Step 1: We are a Happy Camper
Not really a step but still could be a choice. Not having a community has benefits, depending on which business you are in. If you are a monopolist and can dictate the market, then you have no need to have a community. You are a happy camper. You ask money for everything and it is pouring in. There is no need for change. Having a community is not a zero-sum game. Do it wrong and you end up with more damage than if you don't do it.
Step 2: Let's give our customers/partners a place to learn, share and meet
Your processes and communication internally do not change. You still have formal communication with the outside world (I call them "keyhole communications") with people manning the stations but at least your customers/partners and even new audiences are given a place to learn, share and meet. If I am being cynical, this is driven and funded by the need to reduce the support load and higher CSAT. Possibly some community activity trickles down to the organization.
Step 3: Let's get our employees in the same mode
Now that the customers are having a modern conversation, why not have our employees do the same. This is where you see the typical Enterprise Social Networks for the Workplace. So, now you have both Internal as well as External a modern conversation. If you are happy with this endstate, you can afford to use separate systems like Facebook Workplace, JIVE-N or Sharepoint for internal and Lithium, Salesforce, Telligent or JIVE-X for external conversations. For most companies, this is already quite a tall order. The bigger the company the more fragmented the strategy will be, the less likely can you break through this. The drawback is that there is still an iron curtain.

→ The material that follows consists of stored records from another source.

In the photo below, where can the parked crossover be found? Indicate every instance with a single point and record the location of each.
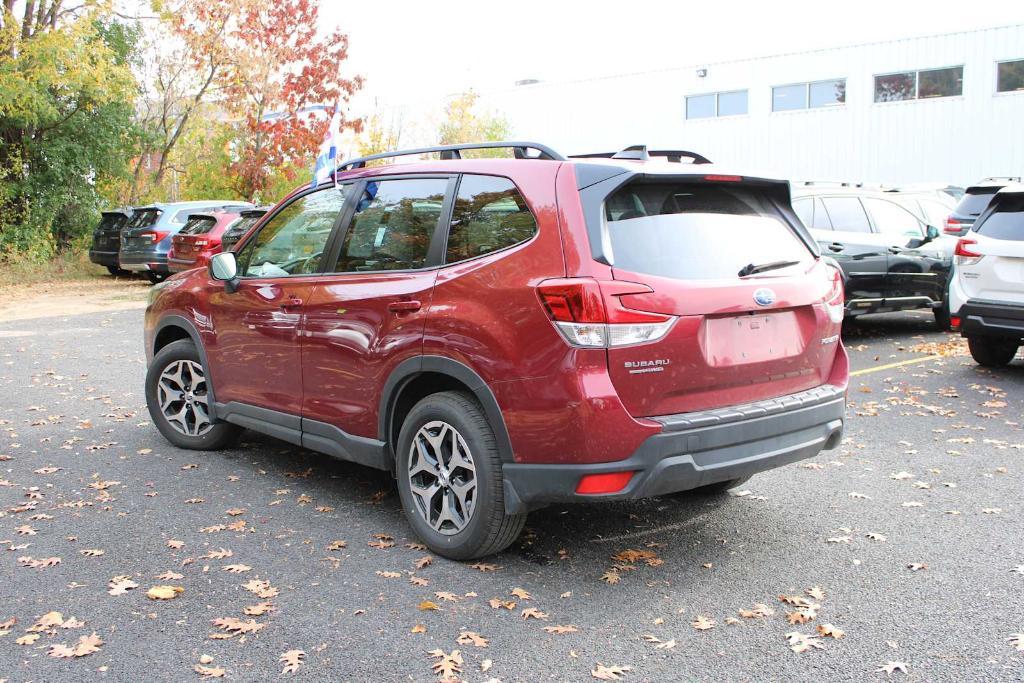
(987, 291)
(503, 334)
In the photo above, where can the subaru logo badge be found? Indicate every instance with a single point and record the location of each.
(764, 297)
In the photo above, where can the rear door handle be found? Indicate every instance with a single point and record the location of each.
(403, 306)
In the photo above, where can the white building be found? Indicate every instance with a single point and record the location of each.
(938, 109)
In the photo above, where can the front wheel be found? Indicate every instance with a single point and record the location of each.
(450, 478)
(991, 352)
(177, 393)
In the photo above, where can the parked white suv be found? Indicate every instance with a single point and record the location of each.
(986, 291)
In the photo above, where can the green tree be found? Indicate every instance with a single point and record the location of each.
(67, 129)
(464, 123)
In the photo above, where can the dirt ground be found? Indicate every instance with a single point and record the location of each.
(24, 302)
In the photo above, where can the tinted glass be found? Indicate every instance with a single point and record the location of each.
(700, 107)
(392, 225)
(821, 220)
(805, 210)
(198, 225)
(894, 87)
(940, 82)
(975, 201)
(1010, 76)
(786, 97)
(827, 93)
(732, 103)
(697, 231)
(893, 220)
(847, 214)
(292, 243)
(1007, 221)
(488, 214)
(144, 218)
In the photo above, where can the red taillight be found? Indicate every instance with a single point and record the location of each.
(608, 482)
(962, 248)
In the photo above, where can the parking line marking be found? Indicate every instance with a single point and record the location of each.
(866, 371)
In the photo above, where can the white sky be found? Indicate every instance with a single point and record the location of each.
(413, 51)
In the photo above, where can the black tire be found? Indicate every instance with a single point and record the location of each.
(991, 351)
(942, 316)
(219, 434)
(488, 528)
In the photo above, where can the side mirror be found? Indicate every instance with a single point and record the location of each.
(224, 267)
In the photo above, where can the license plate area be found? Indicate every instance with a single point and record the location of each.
(738, 340)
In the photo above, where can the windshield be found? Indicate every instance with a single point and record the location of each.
(698, 230)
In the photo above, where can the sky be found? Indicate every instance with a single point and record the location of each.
(421, 51)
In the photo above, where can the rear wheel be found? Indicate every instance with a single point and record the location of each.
(177, 394)
(450, 478)
(991, 352)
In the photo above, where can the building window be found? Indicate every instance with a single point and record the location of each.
(1010, 76)
(732, 102)
(804, 95)
(920, 84)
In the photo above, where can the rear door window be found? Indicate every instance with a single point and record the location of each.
(847, 214)
(489, 214)
(698, 230)
(975, 201)
(1006, 221)
(393, 225)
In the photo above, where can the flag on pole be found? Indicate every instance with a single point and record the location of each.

Step 4: Let's tear down the wall
We have arrived in the gutsy arena. Now we are going to get rid of "Internal/External" and replace it with "Appropriate Audiences". This requires to let go of the old and reinvent yourself. This requires building trust with authenticity and responsiveness as prerequisites. You will become transparent and vulnerable. You will morph with your audiences and in doing so have the opportunity to fix what needs to be fixed and deliver what is really important and prevent the production of stuff that nobody needs. This will put you in a leadership position but goes way beyond "mere community management". You don't RUN a community, you BECOME one. The gains and risks are equally big. It will be good if you have one community platform who can do both like Lithium, Telligent or Salesforce, among others.
Step 5: Let's design and deliver success
If you operate in Level 4 for a while, you will end up with designing and delivering success. It is very simple actually. You create something. You sell it. Implement and finally operate it. In all those phases there are people who need to be successful as a collective. It is really academic where they work. You start mapping personas and allow individuals to map their needs. The community becomes the marketplace where demand and supply meet. The collective of individual success is your business success. You can "simply" measure on the business outcome you set out like employee engagement, branding or CSAT. It may come as a surprise to you that no community platform can support this process at the moment. At the same time, no community platform can prove a business success as the algorithm that makes up the success formulas draws from the full application landscape. A community platform can only prove Operational Success
So, next time you talk to your CEO about having a community, you may want to check if you speak the same language and have the same understanding. Any choice is good. It depends on ambition driven by the business and ultimately the need to stay in business and lead. Also stepping back to a lower level can be a valid business choice........for the shareholder that is. Not for employees or customers.